Ces révélations, initialement portées par une enquête associative et reprises par une télévision nationale, ont provoqué un vif émoi dans l’hémicycle. Le ministre a indiqué avoir directement contacté la direction du groupe, rejetant ses premières justifications. Il a estimé qu’une maison-mère se devait de connaître et de superviser les actions de ses filiales, où qu’elles se trouvent.
Selon les informations divulguées, le contrat, signé en décembre, lierait la rémunération de l’entreprise au nombre de personnes localisées. Un site internet professionnel aurait même explicitement mentionné que la technologie aidait à « réduire les délais et les coûts dans l’expulsion de tous les étrangers illégaux des États-Unis ».

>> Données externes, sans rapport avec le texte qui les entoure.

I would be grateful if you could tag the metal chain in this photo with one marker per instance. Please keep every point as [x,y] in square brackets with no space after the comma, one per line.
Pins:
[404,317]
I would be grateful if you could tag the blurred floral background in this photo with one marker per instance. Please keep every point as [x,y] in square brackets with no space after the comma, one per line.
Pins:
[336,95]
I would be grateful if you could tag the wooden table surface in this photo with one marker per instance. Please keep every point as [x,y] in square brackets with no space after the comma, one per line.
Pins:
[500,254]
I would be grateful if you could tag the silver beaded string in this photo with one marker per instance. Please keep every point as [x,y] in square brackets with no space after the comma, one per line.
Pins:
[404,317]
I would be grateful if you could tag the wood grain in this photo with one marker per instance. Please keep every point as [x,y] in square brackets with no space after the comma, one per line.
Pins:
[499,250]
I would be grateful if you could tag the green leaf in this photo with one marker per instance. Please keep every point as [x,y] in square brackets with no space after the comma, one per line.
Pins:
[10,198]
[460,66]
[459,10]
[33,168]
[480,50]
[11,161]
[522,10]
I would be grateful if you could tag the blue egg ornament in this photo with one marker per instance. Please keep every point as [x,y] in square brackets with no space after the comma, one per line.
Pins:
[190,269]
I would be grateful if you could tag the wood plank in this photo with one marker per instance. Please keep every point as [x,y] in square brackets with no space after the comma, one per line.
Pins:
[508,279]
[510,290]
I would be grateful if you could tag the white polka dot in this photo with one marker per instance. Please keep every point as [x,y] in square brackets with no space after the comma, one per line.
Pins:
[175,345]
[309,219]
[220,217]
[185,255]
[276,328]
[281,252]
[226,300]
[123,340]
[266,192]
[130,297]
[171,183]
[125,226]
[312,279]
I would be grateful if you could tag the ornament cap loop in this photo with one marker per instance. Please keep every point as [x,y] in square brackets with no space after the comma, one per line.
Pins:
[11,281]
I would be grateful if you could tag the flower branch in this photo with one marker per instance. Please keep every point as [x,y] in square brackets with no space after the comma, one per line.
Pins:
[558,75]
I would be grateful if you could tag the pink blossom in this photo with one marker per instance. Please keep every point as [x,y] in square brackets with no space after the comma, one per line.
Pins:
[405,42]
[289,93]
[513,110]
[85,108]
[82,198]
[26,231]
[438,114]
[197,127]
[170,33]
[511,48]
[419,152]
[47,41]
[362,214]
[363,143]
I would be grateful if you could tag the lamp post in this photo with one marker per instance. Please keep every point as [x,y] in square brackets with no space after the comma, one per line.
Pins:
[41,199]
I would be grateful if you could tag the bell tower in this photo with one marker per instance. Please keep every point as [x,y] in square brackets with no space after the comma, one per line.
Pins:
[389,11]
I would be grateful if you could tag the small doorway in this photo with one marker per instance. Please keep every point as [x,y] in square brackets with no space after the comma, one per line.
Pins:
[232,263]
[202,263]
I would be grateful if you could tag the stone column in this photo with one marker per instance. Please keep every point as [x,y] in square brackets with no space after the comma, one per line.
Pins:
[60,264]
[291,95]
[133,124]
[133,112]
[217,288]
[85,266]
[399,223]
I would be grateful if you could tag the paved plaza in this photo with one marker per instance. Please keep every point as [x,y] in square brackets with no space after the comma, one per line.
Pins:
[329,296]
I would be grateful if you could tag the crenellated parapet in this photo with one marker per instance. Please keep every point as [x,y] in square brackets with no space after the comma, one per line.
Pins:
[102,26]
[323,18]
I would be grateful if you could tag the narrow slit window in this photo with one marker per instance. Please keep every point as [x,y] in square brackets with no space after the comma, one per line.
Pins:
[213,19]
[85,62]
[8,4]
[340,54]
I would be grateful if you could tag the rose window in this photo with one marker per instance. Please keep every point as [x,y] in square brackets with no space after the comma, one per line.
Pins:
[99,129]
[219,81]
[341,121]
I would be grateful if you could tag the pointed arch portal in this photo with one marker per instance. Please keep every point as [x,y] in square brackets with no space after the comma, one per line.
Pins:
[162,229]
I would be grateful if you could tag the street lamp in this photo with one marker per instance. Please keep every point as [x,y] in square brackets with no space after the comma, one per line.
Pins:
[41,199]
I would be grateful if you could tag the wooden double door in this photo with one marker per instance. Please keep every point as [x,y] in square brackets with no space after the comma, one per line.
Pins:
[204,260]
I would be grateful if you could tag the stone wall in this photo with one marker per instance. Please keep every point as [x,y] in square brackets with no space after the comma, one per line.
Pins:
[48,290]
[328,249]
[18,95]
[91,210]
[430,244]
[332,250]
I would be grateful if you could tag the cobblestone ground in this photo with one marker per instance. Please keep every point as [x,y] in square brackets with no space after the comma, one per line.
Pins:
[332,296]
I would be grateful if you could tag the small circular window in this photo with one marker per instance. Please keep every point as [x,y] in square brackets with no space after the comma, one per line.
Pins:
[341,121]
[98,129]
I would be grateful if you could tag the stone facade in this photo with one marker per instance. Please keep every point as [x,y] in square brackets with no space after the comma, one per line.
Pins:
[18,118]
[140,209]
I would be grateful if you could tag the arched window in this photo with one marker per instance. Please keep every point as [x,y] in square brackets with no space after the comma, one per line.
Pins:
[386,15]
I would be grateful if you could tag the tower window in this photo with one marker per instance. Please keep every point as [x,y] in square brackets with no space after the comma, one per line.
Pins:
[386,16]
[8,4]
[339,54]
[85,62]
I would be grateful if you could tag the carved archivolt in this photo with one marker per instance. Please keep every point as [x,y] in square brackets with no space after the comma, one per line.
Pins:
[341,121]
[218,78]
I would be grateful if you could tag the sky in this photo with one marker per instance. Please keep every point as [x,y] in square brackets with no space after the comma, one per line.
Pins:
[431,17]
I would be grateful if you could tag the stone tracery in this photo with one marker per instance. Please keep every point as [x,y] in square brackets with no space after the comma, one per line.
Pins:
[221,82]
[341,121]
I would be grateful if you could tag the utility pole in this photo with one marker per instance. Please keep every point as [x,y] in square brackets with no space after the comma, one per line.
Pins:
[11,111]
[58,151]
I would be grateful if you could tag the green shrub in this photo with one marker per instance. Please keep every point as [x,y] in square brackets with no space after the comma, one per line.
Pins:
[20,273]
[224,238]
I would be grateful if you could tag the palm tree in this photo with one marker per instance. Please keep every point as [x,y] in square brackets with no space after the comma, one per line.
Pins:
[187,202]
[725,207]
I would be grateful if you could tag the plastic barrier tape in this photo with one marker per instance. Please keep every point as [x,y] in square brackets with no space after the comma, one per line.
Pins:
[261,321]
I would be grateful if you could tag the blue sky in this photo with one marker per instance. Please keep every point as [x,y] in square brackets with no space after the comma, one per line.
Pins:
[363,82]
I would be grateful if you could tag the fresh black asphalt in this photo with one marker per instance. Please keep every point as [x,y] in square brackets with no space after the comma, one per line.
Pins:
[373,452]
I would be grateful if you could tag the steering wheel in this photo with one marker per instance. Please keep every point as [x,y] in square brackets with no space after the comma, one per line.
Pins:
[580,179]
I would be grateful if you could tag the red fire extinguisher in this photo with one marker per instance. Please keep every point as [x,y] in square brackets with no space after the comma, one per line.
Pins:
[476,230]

En réponse, le PDG de Capgemini a défendu l’autonomie opérationnelle de sa filiale américaine, arguant qu’elle agissait dans le cadre strict de la législation locale et que le siège français n’avait pas accès aux détails des contrats classifiés. Cette défense n’a pas convaincu le gouvernement.
L’affaire survient dans un contexte de vives critiques internationales contre les méthodes de l’ICE, récemment mise en cause dans des morts suspectes. En réaction, des parlementaires de l’opposition de gauche ont annoncé le dépôt d’une résolution appelant la France à condamner les pratiques de cette agence et à en sanctionner les responsables.
Le ministre Lescure a finalement obtenu de Capgemini un engagement à mener un audit transparent sur cette collaboration controversée, alors que la pression politique et éthique continue de monter.